OCLC and IMLS are funding a project to learn how people use electronic information resources. Quoting Brenda Dervin, professor of communication at Ohio State and principal investigator for the project: "We know a lot about who is using these electronic resources, when they are using it and where. But there is just a dabbling of research on the hows and whys. We want to know how people are choosing their electronic resources, why they are choosing some resources over others, and how they are fitting it into their personal and professional lives." (Thanks to LIS News.)
Jonas Holmström, The Cost per Article Reading of Open Access Articles, D-Lib Magazine, January 2004. Abstract: "The measure for calculating cost per reading (CPR) of journal articles is reviewed, and a way to adapt this measure to articles in open access journals is proposed. The traditional subscription based publishing model is compared with the open access model, and similarities are identified and used when calculating CPR for the two different types of publishing. Challenges with interpreting statistics are discussed as well as the difficulty of estimating the number of readings from the number of downloaded articles. Finally, the potential use and implications of the CPR measure for open access publishers and institutions are discussed."
The January issue of D-Lib Magazine is now online. Here are the OA-related articles.

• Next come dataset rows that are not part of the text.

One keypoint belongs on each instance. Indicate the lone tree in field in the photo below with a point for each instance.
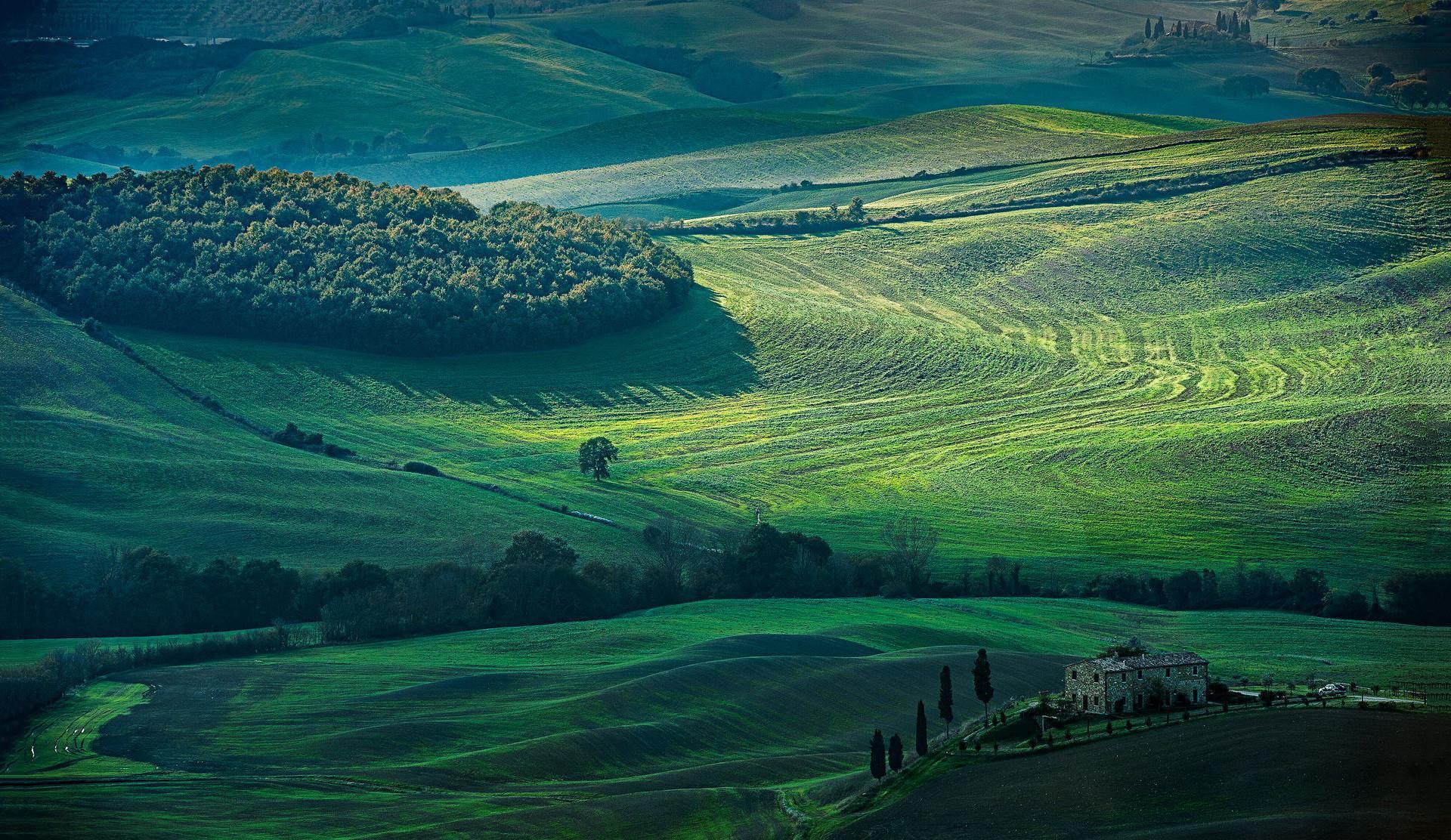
(982, 681)
(596, 456)
(910, 545)
(945, 696)
(922, 729)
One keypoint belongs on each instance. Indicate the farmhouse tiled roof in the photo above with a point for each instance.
(1115, 663)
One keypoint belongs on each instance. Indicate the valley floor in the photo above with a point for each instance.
(679, 721)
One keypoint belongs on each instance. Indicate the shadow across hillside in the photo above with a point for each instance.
(698, 351)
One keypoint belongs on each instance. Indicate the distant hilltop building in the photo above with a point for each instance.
(1119, 684)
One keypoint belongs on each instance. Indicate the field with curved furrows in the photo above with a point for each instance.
(1254, 370)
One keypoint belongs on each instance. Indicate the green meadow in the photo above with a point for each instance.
(1242, 372)
(675, 721)
(511, 80)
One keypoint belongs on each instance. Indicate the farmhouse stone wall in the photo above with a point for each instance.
(1125, 685)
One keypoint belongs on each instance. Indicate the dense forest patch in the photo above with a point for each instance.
(328, 260)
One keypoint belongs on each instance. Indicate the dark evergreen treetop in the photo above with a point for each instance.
(328, 260)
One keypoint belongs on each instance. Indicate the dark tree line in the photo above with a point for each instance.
(1412, 597)
(328, 260)
(542, 579)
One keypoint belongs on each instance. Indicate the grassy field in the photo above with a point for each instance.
(1252, 372)
(936, 141)
(678, 721)
(514, 82)
(102, 453)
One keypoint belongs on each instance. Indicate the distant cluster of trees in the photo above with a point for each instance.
(1414, 597)
(855, 215)
(1409, 91)
(716, 74)
(1231, 26)
(328, 260)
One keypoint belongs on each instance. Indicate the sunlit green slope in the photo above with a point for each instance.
(938, 141)
(512, 80)
(1250, 370)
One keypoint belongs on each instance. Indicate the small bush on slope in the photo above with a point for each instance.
(328, 260)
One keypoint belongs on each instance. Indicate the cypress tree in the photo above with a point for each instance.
(922, 729)
(982, 681)
(945, 696)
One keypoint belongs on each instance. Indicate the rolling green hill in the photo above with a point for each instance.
(101, 453)
(678, 721)
(511, 80)
(1250, 367)
(936, 141)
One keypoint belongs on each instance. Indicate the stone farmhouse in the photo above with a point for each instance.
(1121, 684)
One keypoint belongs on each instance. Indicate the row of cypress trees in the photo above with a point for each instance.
(889, 753)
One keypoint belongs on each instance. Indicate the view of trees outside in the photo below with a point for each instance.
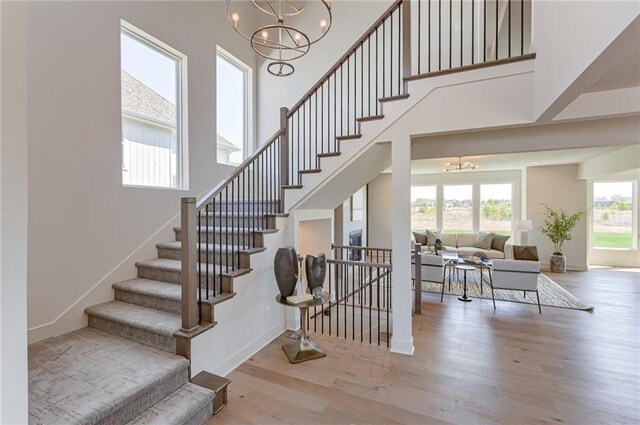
(612, 215)
(496, 208)
(457, 211)
(423, 208)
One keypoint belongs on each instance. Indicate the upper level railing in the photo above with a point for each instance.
(411, 40)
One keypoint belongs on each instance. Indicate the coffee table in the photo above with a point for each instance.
(465, 268)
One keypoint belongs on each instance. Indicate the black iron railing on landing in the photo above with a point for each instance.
(360, 305)
(411, 40)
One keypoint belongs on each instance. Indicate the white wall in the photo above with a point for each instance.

Carol Ebbinghouse, If at First You Don't Succeed, Stop!: Proposed Legislation to Set Up New Intellectual Property Right in Facts Themselves, Information Today, January 16, 2004. An excellent, critical review of the database bill pending in the US House. This bill would devastate civic, political, economic, and scholarly life in the US. But here are some excerpts limited to the scholarly: "A university professor might be precluded from gathering weather information from a variety of Web sites for use in a paper that argues for or against the increase of global warming.....Will performing interlibrary loans, preservation projects, circulating material, and/or creating bibliographies, or providing access to commercial and/or Internet databases violate the terms of H.R. 3261? There is no guidance as to what libraries, schools, research, and educational institutions can and cannot do with databases. The vagueness of the text and the lack of definitions of terms used in the bill could lead to expensive lawsuits to gain judicial interpretations and limits on liability....Library patrons share data, competitive intelligence, price lists, etc., as well as scientific, technical, and business factual and legal research with employers, clients, co-counsels, classmates, professors, corporations, public agencies, charities, family members, and myriad others. Will they open themselves up to lawsuits and temporary and permanent injunctions? Could they be held liable not just for damages alleged by plaintiffs, but additional damages up to twice that amount? Could they have their equipment impounded? It is quite possible."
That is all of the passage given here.